Anyway, the designated dog area is off a corner of our backyard where the outside laundry room is. Outside the laundry room is an older part of the house that was extended to build a shed, and the concrete slab is dated over 50 years ago. To put it in a little perspective, my dad was 15 when he helped pour that with my grandpa.


By the way, since we've mentioned concrete, do you know the difference between concrete and cement? Is there a difference at all? Yes, yes there is. Concrete is basically your hard finished product: sidewalks, buildings, tiles, etc. Cement is the ground powder that is used to make concrete. This fact will come in handy at least once in your life. If it doesn't, come find me and I'll buy you a beer.
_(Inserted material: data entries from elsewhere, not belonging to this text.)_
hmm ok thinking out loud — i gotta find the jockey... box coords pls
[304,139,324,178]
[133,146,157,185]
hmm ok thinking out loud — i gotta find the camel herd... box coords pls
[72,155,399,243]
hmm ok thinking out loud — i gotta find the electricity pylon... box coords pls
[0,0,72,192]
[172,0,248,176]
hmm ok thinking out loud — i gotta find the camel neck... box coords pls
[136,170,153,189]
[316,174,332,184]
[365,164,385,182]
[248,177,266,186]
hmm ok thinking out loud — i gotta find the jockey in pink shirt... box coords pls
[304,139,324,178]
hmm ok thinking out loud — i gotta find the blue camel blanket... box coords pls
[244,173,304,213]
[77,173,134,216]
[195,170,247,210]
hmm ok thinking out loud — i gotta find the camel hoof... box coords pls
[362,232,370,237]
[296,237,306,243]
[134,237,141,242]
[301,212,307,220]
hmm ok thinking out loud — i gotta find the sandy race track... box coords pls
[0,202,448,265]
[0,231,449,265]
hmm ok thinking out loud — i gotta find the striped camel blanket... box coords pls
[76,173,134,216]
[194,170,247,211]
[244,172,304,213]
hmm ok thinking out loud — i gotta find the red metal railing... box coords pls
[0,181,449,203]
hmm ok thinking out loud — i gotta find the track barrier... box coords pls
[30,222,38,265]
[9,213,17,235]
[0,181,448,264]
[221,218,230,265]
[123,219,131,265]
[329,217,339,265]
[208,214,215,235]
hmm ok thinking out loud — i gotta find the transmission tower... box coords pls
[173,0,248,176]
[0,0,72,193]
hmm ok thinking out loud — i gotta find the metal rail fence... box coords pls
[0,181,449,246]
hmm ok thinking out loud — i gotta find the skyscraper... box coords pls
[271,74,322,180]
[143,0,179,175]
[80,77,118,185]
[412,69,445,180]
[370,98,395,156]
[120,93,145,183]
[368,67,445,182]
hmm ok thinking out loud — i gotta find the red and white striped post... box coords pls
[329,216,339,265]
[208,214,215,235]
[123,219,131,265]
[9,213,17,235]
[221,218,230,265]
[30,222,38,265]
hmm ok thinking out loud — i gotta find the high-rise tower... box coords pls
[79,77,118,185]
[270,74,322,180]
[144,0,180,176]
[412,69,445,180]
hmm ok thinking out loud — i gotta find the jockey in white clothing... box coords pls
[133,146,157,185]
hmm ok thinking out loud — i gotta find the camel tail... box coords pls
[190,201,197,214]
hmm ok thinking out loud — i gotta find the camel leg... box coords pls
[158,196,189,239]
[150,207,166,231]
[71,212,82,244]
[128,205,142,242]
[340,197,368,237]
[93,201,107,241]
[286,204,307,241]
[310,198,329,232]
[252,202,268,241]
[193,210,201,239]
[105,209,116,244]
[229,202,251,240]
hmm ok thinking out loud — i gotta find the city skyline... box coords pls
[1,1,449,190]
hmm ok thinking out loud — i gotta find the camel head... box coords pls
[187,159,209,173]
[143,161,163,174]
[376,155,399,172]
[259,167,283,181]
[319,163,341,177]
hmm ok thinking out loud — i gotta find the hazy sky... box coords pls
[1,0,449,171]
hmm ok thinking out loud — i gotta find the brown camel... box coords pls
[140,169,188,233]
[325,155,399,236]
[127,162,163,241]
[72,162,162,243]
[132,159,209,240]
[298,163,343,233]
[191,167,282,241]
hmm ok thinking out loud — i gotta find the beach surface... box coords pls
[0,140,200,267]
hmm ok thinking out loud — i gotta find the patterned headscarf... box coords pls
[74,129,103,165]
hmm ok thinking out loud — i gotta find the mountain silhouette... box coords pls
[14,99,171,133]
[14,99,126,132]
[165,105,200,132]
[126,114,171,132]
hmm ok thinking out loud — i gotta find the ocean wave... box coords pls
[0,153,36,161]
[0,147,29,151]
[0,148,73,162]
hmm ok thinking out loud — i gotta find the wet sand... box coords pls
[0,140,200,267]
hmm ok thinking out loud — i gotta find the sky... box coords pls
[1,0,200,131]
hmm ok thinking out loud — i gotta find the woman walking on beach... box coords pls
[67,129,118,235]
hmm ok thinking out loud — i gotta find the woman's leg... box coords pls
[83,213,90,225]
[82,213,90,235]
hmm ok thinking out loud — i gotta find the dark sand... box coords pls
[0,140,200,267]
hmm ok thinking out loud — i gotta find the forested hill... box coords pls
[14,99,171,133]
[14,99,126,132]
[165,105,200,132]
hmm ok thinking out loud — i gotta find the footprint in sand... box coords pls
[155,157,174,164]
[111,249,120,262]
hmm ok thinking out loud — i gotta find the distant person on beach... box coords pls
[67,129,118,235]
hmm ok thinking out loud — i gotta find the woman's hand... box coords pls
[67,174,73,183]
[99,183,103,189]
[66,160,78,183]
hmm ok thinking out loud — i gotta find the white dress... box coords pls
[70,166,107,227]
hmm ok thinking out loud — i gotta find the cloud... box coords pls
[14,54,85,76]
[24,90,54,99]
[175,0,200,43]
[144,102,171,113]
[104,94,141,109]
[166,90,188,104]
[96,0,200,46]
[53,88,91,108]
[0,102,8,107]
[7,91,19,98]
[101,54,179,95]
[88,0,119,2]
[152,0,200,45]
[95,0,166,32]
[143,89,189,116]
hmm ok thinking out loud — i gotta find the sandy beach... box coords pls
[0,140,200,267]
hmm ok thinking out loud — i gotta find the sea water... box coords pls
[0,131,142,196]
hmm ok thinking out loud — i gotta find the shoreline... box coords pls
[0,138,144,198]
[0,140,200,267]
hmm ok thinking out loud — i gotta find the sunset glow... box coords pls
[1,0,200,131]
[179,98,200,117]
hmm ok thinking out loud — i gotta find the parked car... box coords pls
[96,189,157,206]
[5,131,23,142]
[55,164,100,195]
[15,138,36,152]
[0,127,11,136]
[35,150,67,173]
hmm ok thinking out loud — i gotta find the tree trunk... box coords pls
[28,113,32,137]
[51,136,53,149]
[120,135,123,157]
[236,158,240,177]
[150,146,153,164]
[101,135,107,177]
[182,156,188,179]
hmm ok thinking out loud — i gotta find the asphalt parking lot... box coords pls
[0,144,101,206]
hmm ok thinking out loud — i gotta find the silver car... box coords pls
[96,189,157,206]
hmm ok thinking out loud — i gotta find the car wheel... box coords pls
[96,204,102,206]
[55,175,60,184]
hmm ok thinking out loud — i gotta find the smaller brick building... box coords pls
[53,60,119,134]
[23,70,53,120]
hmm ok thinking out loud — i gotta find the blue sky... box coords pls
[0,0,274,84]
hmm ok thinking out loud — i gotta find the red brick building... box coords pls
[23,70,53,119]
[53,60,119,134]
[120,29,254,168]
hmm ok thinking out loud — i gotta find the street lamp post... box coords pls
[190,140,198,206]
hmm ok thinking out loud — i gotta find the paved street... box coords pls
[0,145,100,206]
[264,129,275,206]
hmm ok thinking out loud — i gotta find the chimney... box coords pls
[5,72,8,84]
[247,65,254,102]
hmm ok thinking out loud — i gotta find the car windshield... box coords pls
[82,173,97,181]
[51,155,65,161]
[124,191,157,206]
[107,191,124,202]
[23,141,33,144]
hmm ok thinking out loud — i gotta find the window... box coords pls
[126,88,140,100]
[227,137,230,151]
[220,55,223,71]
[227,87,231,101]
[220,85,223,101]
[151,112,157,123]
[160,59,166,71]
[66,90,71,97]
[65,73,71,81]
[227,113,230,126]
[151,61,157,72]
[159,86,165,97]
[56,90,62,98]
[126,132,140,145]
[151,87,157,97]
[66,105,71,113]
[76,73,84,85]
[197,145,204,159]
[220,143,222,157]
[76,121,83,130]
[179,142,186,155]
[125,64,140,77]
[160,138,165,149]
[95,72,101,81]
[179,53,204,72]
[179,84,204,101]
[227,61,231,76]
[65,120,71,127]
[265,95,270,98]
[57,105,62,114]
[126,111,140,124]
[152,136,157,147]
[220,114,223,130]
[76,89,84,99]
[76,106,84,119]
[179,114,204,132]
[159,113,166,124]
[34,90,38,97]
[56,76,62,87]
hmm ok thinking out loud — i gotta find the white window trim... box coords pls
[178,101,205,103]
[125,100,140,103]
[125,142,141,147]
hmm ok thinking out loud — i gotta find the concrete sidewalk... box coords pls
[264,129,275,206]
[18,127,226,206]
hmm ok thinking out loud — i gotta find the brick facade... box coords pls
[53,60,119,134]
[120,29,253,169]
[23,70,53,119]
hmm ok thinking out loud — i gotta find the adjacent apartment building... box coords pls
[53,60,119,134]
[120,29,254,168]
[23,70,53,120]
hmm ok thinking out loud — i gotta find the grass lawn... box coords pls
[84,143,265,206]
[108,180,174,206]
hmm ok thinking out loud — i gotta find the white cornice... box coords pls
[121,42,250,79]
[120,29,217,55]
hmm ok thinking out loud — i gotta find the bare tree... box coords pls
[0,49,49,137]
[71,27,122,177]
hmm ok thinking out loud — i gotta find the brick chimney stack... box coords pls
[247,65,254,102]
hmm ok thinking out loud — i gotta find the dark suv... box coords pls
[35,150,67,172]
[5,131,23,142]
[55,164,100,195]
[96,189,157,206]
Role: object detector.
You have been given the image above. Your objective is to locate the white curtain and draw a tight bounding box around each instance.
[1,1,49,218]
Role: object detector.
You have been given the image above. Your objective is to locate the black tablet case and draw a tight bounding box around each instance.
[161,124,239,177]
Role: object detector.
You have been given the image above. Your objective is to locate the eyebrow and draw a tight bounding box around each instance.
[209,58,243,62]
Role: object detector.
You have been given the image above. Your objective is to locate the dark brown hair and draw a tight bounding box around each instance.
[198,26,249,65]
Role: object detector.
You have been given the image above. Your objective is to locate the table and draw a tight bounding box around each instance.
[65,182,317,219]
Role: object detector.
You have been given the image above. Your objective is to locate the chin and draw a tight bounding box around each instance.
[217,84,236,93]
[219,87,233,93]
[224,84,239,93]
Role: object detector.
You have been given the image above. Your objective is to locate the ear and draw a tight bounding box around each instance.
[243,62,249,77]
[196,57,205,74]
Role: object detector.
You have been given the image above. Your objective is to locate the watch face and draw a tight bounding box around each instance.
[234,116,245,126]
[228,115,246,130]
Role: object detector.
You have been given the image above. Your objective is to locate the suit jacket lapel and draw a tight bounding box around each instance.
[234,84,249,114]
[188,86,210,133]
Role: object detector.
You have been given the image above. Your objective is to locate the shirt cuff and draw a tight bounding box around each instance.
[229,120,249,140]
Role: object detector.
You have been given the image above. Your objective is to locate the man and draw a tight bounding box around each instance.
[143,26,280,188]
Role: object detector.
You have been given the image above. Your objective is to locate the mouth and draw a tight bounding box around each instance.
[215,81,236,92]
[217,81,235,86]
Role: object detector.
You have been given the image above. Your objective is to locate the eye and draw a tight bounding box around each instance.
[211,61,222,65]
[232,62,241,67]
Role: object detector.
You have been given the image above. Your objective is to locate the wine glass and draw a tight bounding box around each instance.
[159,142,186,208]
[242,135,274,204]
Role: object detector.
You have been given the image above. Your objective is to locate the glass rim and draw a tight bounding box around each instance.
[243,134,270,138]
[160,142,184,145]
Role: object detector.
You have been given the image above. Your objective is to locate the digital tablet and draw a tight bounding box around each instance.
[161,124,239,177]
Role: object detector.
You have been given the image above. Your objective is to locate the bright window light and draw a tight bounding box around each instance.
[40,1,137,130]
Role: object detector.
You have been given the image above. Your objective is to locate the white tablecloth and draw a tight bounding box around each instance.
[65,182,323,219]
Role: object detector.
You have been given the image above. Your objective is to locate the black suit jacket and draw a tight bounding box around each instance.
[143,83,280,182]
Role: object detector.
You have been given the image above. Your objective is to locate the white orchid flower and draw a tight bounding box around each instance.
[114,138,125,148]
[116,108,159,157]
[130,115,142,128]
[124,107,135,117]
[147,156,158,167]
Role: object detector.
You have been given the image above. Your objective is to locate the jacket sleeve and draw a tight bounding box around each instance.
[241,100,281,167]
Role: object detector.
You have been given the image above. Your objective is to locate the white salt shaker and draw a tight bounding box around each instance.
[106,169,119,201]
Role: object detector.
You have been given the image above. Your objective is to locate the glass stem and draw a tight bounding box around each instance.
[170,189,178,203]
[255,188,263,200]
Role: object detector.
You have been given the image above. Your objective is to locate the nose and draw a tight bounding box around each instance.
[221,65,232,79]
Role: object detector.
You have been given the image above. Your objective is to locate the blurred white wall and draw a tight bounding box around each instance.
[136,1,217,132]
So after I put my first fence post into the ground, I tagged the drying concrete with "2011" and stare. This post is only a few feet away from the slab that my grandpa and dad put in. I doubt that they could imagine what things would be like in that spot, over 50 years from that day. My dad would grow to become a man, a husband, a father. My grandpa would live long enough to see great-grandchildren, and pass away not far from the house he built. And now with another addition to the Tanaka House, the fence becomes a part of our history.


I can't imagine what life for me will be like 50 years from now. Children? Grandchildren? Life, even? I'll leave living, life, and death, and dying for another day. But I do know that I'm home, at least for now.

Saturday, February 26, 2011

fill 'er up

Good food, drink, and conversation always make for a good night. So what else does it take for a soul to be fulfilled? A lover? Sanctity? God? Dog? A 50 gallon salt water aquarium?

I've taken my chances with a lot of things, some too boring to list. Some, well, probably best to leave off the internet. And yet here I exist, fortunate enough to have lived another day (that turtle from Kung-Fu Panda is right, by the way. every day is a gift.) but still searching for more. Most every day I wake up happy to be fortunate enought to have all that I have. "Count your blessings..." Sorry, not enough time. Suffice to say I definitely have more physical STUFF than I need. But I am left wanting.

Is it more spiritual than physical? Possibly. Could even be lack of sex for all I know. But I am hard pressed to believe that I felt any better when I was going to church regularly. Of course, I've never had steady amounts of sex either, so who knows.

Unfortunately, dear reader, this is what happens when too much ideas strike at one time with no outline, no notes, and no posts in months. I've already deleted three paragraphs that failed to carry out a singular purpose. I still feel the need to write about things. Now it seems to be more about writing purposefully. Heck, even I would get tired of reading this ramble. I shall do better.

Or I won't; how about THAT? Ain't life grand? Celebrate the fact that you can make choices.